# Boxcar: Not just a game for railcar hobos.

Complexity and data science go hand in hand. Our ability to train models with thousands of features while varying numerous hyper-parameters is awe inspiring--but it's also difficult to understand! As I started my own path to become a data scientist, I quickly realized that I would need to start at the beginning with an easy to understand problem. What I wanted was a way to generate reliable, yet unpredicatble data. Luckily, I'm a game maker with OOP experience and a love for puzzles.

This series chronicles the steps I took in anylizing the dice game Boxcar using real-world Python tools. First we will generate data using the Boxcar virtual player that I wrote, then analyze that data for a better understanding of the game. You will be given the opportunity to code a Virtual Player's AI and test it against my own. Next we will use our game to train a predictive model, and gain some insights into one of Python's most powerful modules: SciKit-Learn. By the end of the series you will be able to use a model to develope an AI that plays with the highest level of skill possible. 

## Intro to Boxcar

While play styles, techniques, and theory is well documented for popular games like chess, the game of boxcar is still widely unknown. It's fine if you haven't heard of Boxcar; I encourage you can learn as you go by exploring my code! However, if you are finding it difficult to understand and would like a quick read on the game, there is a [wikipedia page](https://en.wikipedia.org/wiki/Dice_10000). (boxcar is a version of 10,000) I'll also go over a few necessities here so that we can jump right in.

The game is believed to originate during the Great Depression, when railcar hopping hobos played the dice game to pass the time. Players use six dice, and are allowed to roll up to three times. Each roll, if taken, has the potential of gaining the player more points-- or to take them all away. The essence of the game comes down to one decision: will you roll or stay? 

At this point, I suggest you spend some time looking over the game files. I've included a handy [documentation guide](https://github.com/gavinraym/Boxcar/blob/master/src/docs.md) that explains each class in detail. This is a good place to start. I'd especially like you to look at [engine.py](https://github.com/gavinraym/Boxcar/blob/master/src/engine.py), as this is the script we use to play the game.

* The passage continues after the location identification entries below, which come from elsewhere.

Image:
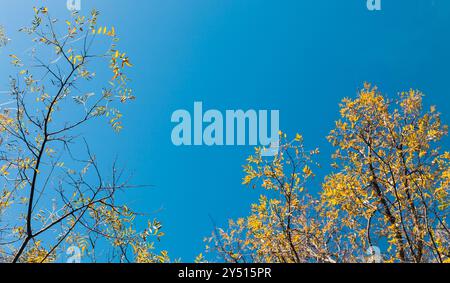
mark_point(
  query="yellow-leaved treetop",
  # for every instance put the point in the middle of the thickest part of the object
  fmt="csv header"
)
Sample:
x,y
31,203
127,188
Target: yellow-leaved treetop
x,y
389,192
54,198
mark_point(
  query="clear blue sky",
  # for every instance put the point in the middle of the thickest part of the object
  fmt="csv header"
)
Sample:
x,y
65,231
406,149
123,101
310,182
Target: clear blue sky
x,y
300,57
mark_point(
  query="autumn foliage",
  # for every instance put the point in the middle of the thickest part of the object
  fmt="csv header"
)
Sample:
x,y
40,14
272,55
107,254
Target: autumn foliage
x,y
389,189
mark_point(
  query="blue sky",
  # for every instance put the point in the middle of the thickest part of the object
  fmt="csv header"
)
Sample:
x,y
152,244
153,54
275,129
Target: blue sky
x,y
300,57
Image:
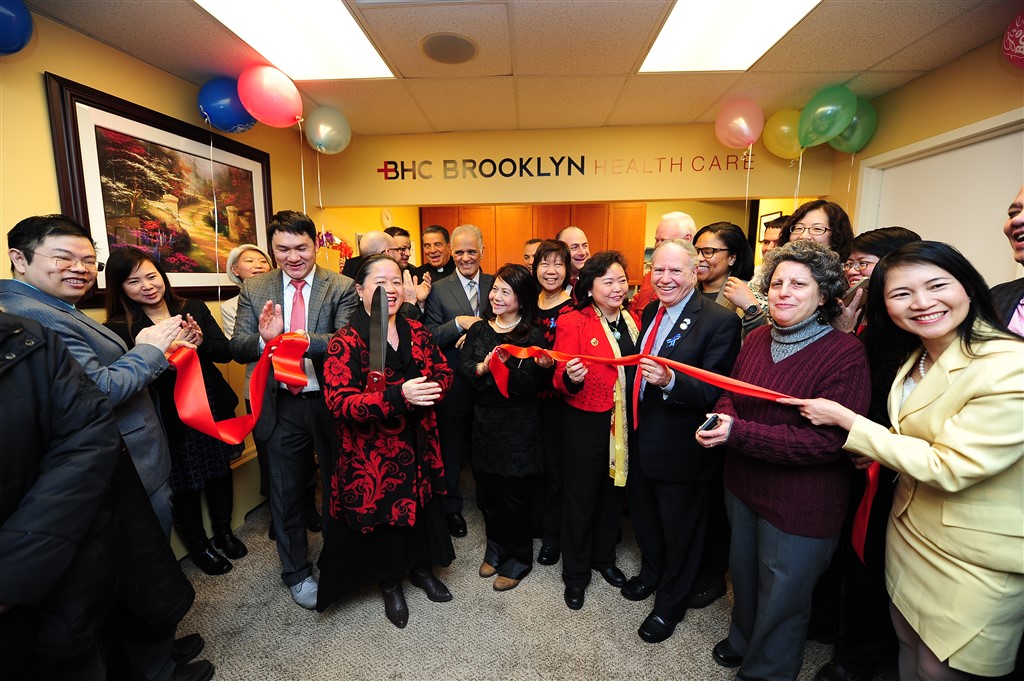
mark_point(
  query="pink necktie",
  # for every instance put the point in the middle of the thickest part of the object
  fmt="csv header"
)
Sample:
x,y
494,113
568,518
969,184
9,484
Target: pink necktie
x,y
647,347
298,320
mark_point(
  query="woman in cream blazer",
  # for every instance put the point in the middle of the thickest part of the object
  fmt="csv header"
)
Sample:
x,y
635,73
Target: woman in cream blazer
x,y
954,556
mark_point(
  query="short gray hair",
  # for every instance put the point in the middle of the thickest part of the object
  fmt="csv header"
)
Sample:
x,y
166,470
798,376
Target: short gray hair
x,y
470,228
825,269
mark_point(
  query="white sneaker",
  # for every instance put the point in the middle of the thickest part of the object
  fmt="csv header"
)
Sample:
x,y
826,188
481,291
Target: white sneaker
x,y
304,593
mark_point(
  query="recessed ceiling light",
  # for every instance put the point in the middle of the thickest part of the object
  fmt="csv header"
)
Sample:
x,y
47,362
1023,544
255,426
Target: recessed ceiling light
x,y
308,40
724,35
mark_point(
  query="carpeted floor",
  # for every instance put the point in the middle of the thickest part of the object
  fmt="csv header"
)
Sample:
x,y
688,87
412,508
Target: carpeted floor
x,y
254,631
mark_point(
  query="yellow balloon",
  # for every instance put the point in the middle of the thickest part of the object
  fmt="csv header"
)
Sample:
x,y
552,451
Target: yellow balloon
x,y
780,133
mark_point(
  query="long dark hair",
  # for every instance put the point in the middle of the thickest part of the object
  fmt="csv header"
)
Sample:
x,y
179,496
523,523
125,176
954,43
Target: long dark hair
x,y
595,266
889,339
526,290
735,241
120,307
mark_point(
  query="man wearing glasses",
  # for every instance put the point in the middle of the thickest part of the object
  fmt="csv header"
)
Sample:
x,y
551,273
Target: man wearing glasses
x,y
55,266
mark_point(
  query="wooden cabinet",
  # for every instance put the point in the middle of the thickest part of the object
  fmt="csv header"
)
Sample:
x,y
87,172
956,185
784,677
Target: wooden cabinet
x,y
619,226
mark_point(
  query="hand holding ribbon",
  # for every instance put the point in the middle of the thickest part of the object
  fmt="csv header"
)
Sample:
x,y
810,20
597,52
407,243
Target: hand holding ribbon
x,y
285,352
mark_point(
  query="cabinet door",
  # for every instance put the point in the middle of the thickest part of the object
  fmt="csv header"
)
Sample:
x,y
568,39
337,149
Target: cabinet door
x,y
627,222
513,227
482,217
593,219
549,219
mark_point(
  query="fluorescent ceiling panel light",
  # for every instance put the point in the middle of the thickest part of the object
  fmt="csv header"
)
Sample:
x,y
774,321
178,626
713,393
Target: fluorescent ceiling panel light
x,y
307,40
722,35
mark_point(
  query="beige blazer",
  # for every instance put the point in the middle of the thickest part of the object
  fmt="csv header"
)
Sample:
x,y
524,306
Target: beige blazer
x,y
954,558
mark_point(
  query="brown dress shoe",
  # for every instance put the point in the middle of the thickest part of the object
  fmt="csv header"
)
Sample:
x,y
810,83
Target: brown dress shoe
x,y
505,583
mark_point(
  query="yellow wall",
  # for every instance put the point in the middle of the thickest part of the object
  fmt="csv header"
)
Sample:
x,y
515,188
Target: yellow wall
x,y
977,86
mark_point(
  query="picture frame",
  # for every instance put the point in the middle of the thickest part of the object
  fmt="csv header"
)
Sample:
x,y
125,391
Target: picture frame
x,y
135,177
763,223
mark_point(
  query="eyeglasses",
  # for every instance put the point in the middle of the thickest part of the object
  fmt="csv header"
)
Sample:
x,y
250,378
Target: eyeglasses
x,y
61,262
813,229
710,252
859,265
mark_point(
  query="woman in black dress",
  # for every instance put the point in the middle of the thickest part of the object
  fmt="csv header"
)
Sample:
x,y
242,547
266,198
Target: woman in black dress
x,y
385,513
507,452
139,295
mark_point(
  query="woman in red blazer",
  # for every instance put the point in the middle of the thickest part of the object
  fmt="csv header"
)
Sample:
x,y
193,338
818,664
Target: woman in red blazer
x,y
594,427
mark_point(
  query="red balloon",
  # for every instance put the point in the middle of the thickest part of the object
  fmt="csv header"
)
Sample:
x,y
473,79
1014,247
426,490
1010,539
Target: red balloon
x,y
1013,42
269,96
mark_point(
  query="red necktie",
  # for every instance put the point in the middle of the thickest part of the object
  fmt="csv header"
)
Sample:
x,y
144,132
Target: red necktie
x,y
647,347
298,320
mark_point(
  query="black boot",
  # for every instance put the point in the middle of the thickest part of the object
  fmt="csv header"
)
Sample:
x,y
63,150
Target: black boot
x,y
187,513
219,499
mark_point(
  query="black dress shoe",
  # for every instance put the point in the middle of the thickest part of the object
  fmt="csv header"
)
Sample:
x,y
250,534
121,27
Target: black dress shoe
x,y
836,672
725,655
225,542
208,560
434,588
394,604
655,629
201,671
548,555
706,594
457,524
313,521
184,649
636,590
613,576
574,597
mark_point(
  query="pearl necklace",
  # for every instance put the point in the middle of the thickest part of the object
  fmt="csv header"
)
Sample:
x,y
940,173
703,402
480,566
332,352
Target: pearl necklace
x,y
511,326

If you are interested in how the game is scored, that is done on the [cabouse](https://github.com/gavinraym/Boxcar/blob/master/src/cabouse.py). Also, it's important to check out [coach.py](https://github.com/gavinraym/Boxcar/blob/master/src/coach.py), as this is where our players live. When you're ready, the rest of this notebook will finish preparing you to generating some initial data.

## The Virtual Player (VP)

Now that you know the layout of the source files, let's play the game! I've included three built-in VP's for you to use in your EDA. The most important, and the one we will begin with, is the Perfect VP. It is important to note that this VP is different from all the others in that it cheats. *WHAT?!* I know, that's probably not what you were expecting me to say! But let me explain. This VP is very important for a number of reasons. 

The Perfect VP is allowed to cheat for a very good reason. It will allow us to establish the nice initial representation of the distribution of scores from the game at an upper boundary. This will become more clear as you begin to understand how the Perfect VP works. Because this series is about coding, I'd like to try and explain by showing the code that defines the Perfect VP:




In [3]:
''' From coach.py, this is the code that determines how Perfect VP will play. 
The VP recieves the dice as they exist after the last roll, and the round's 
current score. The VP then must return either True to keep rolling, or False
to stop rolling and keep the points. 

As you can see, the Perfect VP always rolls no matter what!'''

#==============================================================================

def perfect(self, dice, score):
    # This VP always rolls.
    return True

#==============================================================================

In [5]:
''' Taken from engine.py, here you can see that most players will lose all the
points accumulated on the current round if they lose on a roll. For the 
Perfect VP, however, points are never lost!'''

#==============================================================================

def _lose_round(self):
    # If a loss, lose all points for this round
    if self._player_name != 'Perfect':
        self.round_points = 0
    # terminal is used for human players
    if self._player_name == 'terminal':
        display_loss(self._score.dice)

#==============================================================================

This essentially makes the Perfect VP into the perfect player. It's scores are similar to those that would be gained from a clairvoyent player who knows ahead of time what a roll's outcome will be. To be clear, the Perfect VP **DOES NOT** represent an outcome that is in any way achievable in real life without cheating. At the end of this series we will develop a VP that represents the best play style that *can* be achieved **in real life**. Until then, we will use the Perfect VP's scores to gain insight into how we expect the scores of the best player to behave.

We will evaluate the Perfect VP in the next chapter by running some simulations, then plotting the scores with Python's matplotlib module. We will talk about one of the main foundations of data science, *the Central Limit Theroem*, and one important tool that takes advantage of it, called *Bootstrapping*. See you there!